Pyongyang hopes to secure substantial increases in oil aid through nuclear negotiations. (AP Images/Ahn Young-joon)

Mistrust pervades Washington’s dealings with Pyongyang so thoroughly that any deal, however seemingly straightforward, prompts a double-take. Even as UN inspectors confirmed (Korea Times) North Korea had turned off its primary nuclear reactor under terms agreed following February’s Six-Party Talks, U.S. and international officials remain cautious. While hailing the Yongbyon shutdown, Mohamed ElBaradei, the head of the International Atomic Energy Agency, reiterated that other facilities still needed to be inspected and that steps remain toward the ultimate goal of fully decommissioning the reactors (FT).

A new round of talks opens July 18 in Beijing (Xinhua), but even assuming the current wave of shutdowns proceeds as planned, many questions remain unanswered. The Economist argues there is good reason to doubt Pyongyang will easily agree to the next demand: fully disclosing its nuclear activities and moving toward a complete disarmament of the Korean peninsula. For starters, negotiators have been here before, and with little to show for it. The July 2007 developments simply return negotiations to where they were in 1994, after a deal reached by President Clinton stemmed North Korea’s plutonium production.
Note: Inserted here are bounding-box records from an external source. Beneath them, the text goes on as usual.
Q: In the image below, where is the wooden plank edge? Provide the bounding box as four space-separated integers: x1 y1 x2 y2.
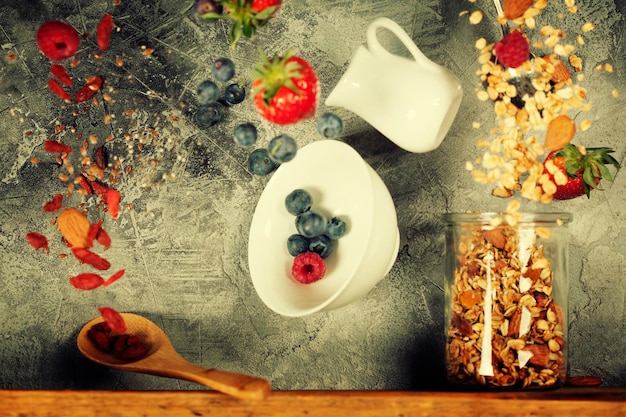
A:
0 388 626 417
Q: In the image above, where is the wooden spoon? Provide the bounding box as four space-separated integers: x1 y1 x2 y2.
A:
77 313 271 400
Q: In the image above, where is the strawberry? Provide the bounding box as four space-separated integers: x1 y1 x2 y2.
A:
494 31 530 68
252 50 319 125
542 144 620 200
196 0 282 47
250 0 283 14
37 21 80 61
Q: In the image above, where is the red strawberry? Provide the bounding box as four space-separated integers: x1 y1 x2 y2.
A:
291 252 326 284
195 0 282 46
543 144 620 200
250 0 283 14
37 21 80 61
252 50 319 125
495 31 530 68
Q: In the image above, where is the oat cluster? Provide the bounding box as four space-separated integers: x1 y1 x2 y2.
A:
466 0 617 203
446 215 567 388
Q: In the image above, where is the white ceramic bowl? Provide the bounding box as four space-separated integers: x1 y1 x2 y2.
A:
248 139 400 317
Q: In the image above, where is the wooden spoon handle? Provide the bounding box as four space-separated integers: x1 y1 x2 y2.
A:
168 362 271 400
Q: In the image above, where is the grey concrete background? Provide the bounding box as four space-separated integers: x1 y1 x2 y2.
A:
0 0 626 390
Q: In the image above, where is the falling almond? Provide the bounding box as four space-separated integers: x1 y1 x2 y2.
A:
544 114 576 151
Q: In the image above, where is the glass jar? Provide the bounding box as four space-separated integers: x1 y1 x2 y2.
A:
443 213 572 389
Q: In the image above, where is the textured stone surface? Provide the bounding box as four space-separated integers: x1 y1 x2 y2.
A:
0 0 626 390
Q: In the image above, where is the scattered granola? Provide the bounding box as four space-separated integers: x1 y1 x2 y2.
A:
466 0 617 203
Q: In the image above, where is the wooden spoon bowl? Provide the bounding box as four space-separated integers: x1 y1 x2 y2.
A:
77 313 271 400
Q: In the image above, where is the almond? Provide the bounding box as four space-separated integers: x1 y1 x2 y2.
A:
544 114 576 151
57 207 91 248
459 290 482 308
522 345 550 368
451 313 474 337
483 228 506 249
502 0 534 20
507 310 522 337
543 55 572 84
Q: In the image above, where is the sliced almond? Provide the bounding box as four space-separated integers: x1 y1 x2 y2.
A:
57 207 91 248
544 114 576 151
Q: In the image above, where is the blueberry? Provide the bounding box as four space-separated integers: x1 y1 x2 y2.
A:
309 235 334 258
233 123 257 148
296 210 326 238
285 188 313 216
287 234 309 256
211 58 235 82
193 0 224 15
326 217 347 240
267 135 298 164
196 80 221 104
248 148 277 175
195 102 222 128
317 113 343 139
224 84 246 106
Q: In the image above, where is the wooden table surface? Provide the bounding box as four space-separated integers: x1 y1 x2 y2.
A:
0 388 626 417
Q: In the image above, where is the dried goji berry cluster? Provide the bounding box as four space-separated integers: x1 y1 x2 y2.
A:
26 14 125 332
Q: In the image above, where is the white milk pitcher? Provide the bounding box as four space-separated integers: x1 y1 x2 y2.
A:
326 17 463 153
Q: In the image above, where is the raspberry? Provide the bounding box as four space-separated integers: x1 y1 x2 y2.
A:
37 21 80 61
291 252 326 284
495 31 530 68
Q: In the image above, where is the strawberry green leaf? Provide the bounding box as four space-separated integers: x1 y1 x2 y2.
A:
254 6 276 20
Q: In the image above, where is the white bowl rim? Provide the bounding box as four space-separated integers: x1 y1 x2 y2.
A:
248 139 375 317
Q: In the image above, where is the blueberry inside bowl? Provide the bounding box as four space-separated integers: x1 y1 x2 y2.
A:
248 140 399 317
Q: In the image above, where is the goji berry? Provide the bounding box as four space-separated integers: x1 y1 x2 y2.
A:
50 64 74 85
87 219 102 248
43 193 63 213
89 180 109 196
26 232 49 253
102 188 122 219
48 78 71 101
74 76 102 103
98 307 126 333
77 174 93 195
95 146 109 170
70 272 104 291
96 14 113 51
72 248 111 271
102 269 126 287
43 139 72 153
87 322 111 352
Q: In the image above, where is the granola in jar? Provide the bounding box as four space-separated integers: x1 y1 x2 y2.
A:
444 213 571 389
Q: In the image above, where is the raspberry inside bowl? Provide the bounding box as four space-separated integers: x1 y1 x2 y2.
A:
248 140 398 316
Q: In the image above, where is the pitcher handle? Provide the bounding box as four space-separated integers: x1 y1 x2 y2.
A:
367 17 434 65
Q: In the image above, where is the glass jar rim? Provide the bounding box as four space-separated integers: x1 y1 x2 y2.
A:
441 211 573 224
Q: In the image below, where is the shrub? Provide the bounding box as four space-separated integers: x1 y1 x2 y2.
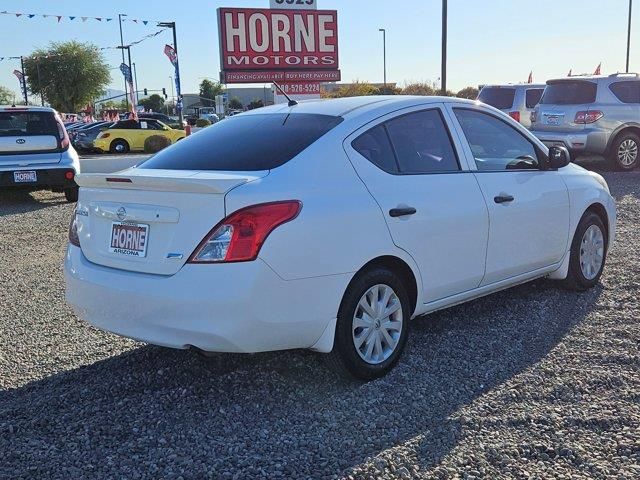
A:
144 135 171 153
196 118 211 128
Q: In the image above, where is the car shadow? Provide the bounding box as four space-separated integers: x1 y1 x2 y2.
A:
0 189 67 217
0 280 601 478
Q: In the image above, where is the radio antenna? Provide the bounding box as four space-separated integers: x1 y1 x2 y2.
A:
273 82 298 107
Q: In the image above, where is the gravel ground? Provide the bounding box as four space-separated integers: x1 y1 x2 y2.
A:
0 166 640 479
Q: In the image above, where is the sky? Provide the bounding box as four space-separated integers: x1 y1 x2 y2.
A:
0 0 640 103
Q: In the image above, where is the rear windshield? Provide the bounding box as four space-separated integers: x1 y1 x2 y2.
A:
0 112 58 137
478 87 516 110
540 80 598 105
140 113 342 171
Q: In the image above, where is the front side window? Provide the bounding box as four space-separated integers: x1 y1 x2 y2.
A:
525 88 544 108
609 80 640 103
454 108 539 171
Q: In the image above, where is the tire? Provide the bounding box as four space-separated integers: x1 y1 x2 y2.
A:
64 186 79 203
564 212 609 291
325 267 413 381
109 138 130 153
609 132 640 171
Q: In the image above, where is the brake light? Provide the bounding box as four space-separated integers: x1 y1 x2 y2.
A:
69 210 80 247
573 110 604 125
188 200 302 263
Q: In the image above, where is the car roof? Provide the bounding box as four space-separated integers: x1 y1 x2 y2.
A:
242 95 475 118
0 105 55 113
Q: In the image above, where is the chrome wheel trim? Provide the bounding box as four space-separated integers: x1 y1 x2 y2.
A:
580 225 604 280
351 284 404 365
618 138 638 167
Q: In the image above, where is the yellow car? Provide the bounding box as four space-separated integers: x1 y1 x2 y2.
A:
93 119 185 153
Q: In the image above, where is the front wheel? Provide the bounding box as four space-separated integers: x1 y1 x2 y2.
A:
326 268 412 380
609 132 640 171
564 212 608 291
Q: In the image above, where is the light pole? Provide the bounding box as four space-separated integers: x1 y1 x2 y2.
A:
379 28 387 94
627 0 633 73
440 0 447 95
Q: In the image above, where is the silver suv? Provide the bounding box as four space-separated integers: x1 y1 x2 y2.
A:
478 83 546 128
0 107 80 202
531 73 640 170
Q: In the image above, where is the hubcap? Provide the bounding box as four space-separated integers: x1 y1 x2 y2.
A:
352 284 403 365
580 225 604 280
618 138 638 167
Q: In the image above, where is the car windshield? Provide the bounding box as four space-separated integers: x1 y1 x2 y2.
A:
0 111 58 137
140 113 342 171
478 87 516 110
540 80 598 105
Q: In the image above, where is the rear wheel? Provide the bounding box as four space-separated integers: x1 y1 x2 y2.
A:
326 267 412 380
564 212 608 290
609 132 640 171
109 138 130 153
64 185 79 203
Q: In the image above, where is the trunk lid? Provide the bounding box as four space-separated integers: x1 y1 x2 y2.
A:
76 169 269 275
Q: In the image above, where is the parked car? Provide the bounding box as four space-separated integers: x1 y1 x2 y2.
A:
93 118 185 153
531 74 640 170
65 96 616 379
478 83 545 128
73 122 115 151
0 107 80 202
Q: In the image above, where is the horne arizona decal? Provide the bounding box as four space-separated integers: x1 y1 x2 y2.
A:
218 8 339 72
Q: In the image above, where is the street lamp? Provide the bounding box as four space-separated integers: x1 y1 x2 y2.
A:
627 0 633 73
378 28 387 94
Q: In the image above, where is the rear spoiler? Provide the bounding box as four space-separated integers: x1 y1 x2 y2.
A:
75 170 269 194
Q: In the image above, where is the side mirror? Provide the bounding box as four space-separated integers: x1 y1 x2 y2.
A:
542 145 571 170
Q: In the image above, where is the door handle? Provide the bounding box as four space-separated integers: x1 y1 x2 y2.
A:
493 195 514 203
389 207 417 217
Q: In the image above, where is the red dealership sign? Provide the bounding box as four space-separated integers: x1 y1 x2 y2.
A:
218 8 340 83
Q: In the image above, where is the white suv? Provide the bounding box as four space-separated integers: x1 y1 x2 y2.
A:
0 107 80 202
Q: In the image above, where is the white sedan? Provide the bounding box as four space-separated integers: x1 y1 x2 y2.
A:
65 96 616 380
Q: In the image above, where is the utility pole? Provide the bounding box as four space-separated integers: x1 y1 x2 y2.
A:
440 0 447 95
118 13 131 110
158 22 183 125
627 0 633 73
379 28 387 95
20 55 29 105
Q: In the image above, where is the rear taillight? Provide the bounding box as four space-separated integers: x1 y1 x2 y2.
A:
69 210 80 247
188 200 302 263
573 110 604 125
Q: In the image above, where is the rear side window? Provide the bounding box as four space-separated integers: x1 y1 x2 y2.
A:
478 87 516 110
351 125 398 173
540 80 598 105
0 111 58 138
609 81 640 103
525 88 544 108
140 113 342 171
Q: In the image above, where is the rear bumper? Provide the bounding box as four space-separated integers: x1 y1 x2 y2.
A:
531 129 608 155
0 166 77 190
64 246 350 353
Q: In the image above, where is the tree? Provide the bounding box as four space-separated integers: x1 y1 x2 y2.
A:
247 98 264 110
200 78 224 107
400 82 436 95
138 93 164 112
228 97 244 110
456 87 478 100
0 85 15 105
24 41 111 112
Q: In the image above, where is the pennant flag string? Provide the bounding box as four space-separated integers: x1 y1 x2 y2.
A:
0 10 161 26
But as this CFR.org Crisis Guide explains, Pyongyang is believed to have gone ahead with uranium enrichment, a different path toward developing nuclear weapons, the 1994 pact notwithstanding. Pyongyang only restarted the Yongbyon reactor in 2002 after President Bush confronted Kim Jong-Il over these separate enrichment activities.
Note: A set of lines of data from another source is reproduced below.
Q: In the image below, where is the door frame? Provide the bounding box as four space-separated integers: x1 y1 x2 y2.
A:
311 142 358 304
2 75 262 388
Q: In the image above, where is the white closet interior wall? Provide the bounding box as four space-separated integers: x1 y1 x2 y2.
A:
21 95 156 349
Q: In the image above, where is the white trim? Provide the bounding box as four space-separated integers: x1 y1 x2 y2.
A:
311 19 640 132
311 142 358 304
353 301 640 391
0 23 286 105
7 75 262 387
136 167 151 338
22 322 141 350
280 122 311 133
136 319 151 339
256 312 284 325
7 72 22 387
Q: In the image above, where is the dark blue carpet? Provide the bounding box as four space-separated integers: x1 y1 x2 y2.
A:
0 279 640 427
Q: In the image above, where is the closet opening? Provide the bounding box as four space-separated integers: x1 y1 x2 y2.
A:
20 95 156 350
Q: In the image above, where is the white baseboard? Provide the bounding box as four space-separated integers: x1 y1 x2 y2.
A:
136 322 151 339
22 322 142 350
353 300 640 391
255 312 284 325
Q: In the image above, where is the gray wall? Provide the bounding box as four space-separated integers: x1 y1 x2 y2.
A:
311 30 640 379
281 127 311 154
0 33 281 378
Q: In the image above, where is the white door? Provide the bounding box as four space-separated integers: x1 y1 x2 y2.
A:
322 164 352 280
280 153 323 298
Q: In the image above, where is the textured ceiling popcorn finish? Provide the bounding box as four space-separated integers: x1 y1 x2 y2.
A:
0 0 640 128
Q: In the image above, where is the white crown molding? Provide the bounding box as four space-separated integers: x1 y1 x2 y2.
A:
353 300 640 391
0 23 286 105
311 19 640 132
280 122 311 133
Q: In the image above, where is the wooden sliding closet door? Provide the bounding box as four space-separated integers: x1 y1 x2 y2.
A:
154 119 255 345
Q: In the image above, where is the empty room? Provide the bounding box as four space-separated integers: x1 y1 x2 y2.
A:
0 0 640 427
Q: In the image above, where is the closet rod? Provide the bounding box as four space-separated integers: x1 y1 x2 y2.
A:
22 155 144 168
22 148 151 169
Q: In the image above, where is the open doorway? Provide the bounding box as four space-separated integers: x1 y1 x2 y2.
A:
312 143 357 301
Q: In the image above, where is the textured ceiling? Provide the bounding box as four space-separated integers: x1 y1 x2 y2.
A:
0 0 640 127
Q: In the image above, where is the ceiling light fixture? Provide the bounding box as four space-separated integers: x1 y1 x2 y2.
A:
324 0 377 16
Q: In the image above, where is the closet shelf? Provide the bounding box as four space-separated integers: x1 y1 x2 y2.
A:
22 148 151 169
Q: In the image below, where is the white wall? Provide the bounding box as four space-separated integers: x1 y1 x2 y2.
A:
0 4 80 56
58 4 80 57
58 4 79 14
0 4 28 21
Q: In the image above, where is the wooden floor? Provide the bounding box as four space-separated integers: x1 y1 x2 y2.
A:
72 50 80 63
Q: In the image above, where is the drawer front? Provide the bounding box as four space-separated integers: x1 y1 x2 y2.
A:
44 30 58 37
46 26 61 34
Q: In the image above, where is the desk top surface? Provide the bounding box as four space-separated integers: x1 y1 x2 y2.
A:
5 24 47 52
Now talks will likely turn back from sticks to carrots, examining whether some form of economic incentives—food and energy aid top the list—might convince Kim to change course, moving negotiations beyond the Clinton-era stalemate. South Korea on July 12 dispatched 6,200 tons of fuel aid to its northern neighbor, but the Asia Times notes Pyongyang may seek major increases in energy aid, perhaps demanding up to 950,000 tons of oil as part of a denuclearization package. Kim Myong Gil, the head of North Korea’s UN delegation in New York, told the Associated Press that Pyongyang would seek major concessions from the United States and would only move forward if Washington acts “in parallel.” Private investment concerns also loom. The Wall Street Journal profiles one Egyptian businessman who is investing $115 million in a North Korean cement plant, one of the largest infusions of foreign investment the country has ever received, but lingering sanctions draw larger-scale foreign investment into question.

For all due caution, however, most evidence seems to support U.S. envoy Christopher Hill’s assessment that Yongbyon’s shutdown is “a good start” (IHT), even if a quick fix isn’t in the works. North Korea on July 13 revived its calls for direct military talks (NYT) with the United States, raising hopes that agreement over Yongbyon could prompt an eventual peace accord, replacing the armistice agreement that ended the 1950-53 Korean War. The FT says any such negotiations would likely center on the normalization of bilateral ties and the withdrawal of U.S. troops from South Korea.